Paul frequently uses the word mystery. Think about a mystery game or novel. Some unknown or unanswered thing is out there. Gradually and methodically clues are introduced. Some very telling and some a bit more hidden. Clues mount and more information is uncovered until the climax where the clues all come together and the mystery is revealed. This is how it is in the Bible. The Gospel was always there, but it was slowly presented and slowly unveiled. Paul was given a final clue to understand the mystery and begin, with the apostles who walked with Jesus, to declare it to the world. He takes this responsibility very seriously. As should we.
We are often so eager to share good news. Why aren’t we as eager to share THE good news; the Gospel? I think part of the problem is we don’t really know how. We aren’t sure how to approach it, what to say, or how to say it.
Paul says we should make It clear. Not using confusing Christianese, but rather plain, clear language. It is about walking with people and in relevant ways showing in words and actions the good news. I think the gradual revelation of the mystery is similar to the conversations that happen walking through open doors. It isn’t a theological doctrine dump, but rather the building of conversations over time. Slowly making the gospel known as the people in our circles see how we live and engage in conversation.
Jesus says of the kingdom of heaven is like a tiny mustard seed. Little seeds that are watered and take time to grow. It is little conversations and actions that pique interest, questions and more discussion over time. It is plain, clear speech in everyday life situations where doors are opened. Christ in us equips us for these conversations.
Paul is praying for open doors. He planted churches, he preached the Word to so many people in so many places who then planted churches. But now here he is in prison. Might he be thinking doors that were once open to him were now closed? What does he do with this time? He writes letters. Something he may not have had time to do if we were out planting more churches. I wonder what he thinks in heaven watching us today reading from one of the four letters he wrote from prison. These prison letters and the other nine he wrote make him the most influential writer of the best-selling book of all time. Oh, doors were open. He didn’t see it at the time, but the impact he had because of his passion, perseverance, and single-minded focus on Jesus regardless of his circumstances is mind blowing.

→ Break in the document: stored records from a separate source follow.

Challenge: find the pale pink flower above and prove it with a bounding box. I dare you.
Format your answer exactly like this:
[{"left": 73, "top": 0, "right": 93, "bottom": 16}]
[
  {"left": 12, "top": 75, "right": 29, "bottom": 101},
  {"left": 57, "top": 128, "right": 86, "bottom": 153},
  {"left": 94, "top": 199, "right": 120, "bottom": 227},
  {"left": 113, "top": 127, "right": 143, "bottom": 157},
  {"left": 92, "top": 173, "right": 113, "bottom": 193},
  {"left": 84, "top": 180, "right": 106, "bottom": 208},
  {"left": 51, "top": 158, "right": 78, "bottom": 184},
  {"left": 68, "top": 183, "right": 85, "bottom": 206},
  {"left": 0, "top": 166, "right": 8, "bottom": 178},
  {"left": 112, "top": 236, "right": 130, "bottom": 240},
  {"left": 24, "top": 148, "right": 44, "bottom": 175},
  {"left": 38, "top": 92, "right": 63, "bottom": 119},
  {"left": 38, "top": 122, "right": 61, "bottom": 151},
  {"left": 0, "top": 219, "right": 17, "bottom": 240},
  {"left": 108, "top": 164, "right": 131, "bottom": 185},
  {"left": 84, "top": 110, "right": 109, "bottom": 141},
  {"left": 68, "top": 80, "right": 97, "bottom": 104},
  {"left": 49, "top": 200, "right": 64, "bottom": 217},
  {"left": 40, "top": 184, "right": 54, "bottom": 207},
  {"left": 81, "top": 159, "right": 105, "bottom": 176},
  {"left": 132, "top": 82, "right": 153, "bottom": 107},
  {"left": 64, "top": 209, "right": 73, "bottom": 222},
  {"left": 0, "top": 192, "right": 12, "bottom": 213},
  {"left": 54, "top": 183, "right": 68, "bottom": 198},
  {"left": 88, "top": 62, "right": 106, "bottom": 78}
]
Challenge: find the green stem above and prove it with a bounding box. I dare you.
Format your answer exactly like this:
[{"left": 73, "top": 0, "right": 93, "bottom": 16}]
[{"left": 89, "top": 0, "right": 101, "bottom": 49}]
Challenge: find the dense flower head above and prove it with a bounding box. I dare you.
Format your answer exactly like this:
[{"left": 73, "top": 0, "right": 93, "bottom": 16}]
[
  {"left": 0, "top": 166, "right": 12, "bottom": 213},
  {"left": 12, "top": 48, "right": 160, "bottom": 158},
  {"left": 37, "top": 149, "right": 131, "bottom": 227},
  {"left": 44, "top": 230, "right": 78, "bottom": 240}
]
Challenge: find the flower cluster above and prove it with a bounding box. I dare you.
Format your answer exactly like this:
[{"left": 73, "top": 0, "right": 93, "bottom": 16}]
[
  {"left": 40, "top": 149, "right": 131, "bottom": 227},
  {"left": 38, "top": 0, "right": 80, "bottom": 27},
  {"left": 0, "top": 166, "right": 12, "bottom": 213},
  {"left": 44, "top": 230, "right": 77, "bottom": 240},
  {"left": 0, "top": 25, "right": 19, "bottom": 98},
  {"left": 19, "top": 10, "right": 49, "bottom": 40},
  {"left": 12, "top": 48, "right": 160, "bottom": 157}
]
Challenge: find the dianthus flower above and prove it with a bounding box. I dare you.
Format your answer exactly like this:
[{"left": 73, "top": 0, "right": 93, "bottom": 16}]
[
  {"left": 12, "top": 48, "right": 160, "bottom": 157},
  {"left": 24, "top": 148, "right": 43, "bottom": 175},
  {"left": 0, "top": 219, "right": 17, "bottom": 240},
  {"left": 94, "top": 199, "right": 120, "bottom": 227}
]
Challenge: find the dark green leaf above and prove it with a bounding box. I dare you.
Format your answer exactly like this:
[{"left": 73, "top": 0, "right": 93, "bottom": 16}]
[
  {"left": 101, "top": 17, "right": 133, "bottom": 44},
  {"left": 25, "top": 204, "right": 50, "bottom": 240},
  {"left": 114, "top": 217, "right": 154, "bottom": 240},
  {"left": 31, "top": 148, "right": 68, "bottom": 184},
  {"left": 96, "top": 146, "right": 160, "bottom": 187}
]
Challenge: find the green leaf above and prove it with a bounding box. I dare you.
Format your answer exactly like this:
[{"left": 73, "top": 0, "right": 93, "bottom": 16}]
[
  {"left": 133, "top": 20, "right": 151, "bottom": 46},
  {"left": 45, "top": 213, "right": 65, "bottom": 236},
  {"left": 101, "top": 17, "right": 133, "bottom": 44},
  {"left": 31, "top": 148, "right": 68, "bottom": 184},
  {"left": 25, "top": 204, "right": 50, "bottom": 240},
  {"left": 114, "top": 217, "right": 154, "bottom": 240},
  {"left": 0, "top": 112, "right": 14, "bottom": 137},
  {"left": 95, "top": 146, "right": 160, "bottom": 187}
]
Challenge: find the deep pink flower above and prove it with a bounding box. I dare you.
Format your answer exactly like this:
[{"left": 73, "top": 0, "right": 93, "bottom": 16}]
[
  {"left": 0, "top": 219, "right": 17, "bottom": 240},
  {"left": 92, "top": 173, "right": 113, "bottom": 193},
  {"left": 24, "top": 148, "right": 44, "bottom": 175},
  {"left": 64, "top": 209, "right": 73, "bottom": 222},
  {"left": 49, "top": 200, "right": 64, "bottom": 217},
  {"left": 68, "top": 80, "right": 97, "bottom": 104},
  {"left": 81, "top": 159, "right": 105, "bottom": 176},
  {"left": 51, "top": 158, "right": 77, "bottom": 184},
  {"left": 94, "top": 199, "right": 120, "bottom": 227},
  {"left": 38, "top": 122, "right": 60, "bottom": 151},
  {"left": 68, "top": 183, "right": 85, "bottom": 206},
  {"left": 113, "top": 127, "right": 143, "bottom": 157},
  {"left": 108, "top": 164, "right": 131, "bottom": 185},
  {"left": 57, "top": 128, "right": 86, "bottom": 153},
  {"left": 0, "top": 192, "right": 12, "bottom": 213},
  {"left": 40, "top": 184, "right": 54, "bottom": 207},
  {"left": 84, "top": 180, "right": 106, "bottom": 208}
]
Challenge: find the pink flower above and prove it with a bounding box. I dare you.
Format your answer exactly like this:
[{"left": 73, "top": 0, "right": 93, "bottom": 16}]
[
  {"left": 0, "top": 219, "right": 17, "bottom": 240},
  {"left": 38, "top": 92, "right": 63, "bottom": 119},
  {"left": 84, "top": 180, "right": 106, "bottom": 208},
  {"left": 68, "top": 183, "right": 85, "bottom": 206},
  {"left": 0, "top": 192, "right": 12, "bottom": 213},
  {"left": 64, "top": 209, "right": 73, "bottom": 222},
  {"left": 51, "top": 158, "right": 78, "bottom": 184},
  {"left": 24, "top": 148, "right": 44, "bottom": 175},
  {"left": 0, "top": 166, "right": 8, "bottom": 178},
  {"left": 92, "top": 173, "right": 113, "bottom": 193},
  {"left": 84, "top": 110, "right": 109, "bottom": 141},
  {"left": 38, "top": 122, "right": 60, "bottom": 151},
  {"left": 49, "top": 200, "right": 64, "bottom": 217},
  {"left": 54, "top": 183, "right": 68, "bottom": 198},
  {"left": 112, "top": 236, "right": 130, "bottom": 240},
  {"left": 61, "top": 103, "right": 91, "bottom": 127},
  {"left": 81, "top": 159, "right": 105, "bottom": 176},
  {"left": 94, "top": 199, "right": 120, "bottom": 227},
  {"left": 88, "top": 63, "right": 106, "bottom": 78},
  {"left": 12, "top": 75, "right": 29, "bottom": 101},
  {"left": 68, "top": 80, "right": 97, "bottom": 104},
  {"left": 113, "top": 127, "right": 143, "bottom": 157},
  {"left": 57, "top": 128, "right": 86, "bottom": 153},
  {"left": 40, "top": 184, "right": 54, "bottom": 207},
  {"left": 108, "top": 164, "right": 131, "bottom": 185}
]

If like Paul, you feel all the doors around you are closed, let this encourage you that they are more open than you think. Be persistent. Keep praying. Do what God is telling you to do. Your obedience will have far more impact than you can see once God gets his hands on it.
But I suspect most of us recognize that there are open doors all around us, we just aren’t walking through them. We just need to take mustard-seed-yeast-size steps. If we really believed the news was as good as we say it is, we would want it to be told.
God, please give me vision to see, and then the courage and wisdom to walk through, the open doors you strategically have placed all around me. I know that it is you who does all the work. Give me words and actions that backed by your power can make the mystery of the gospel clearly known.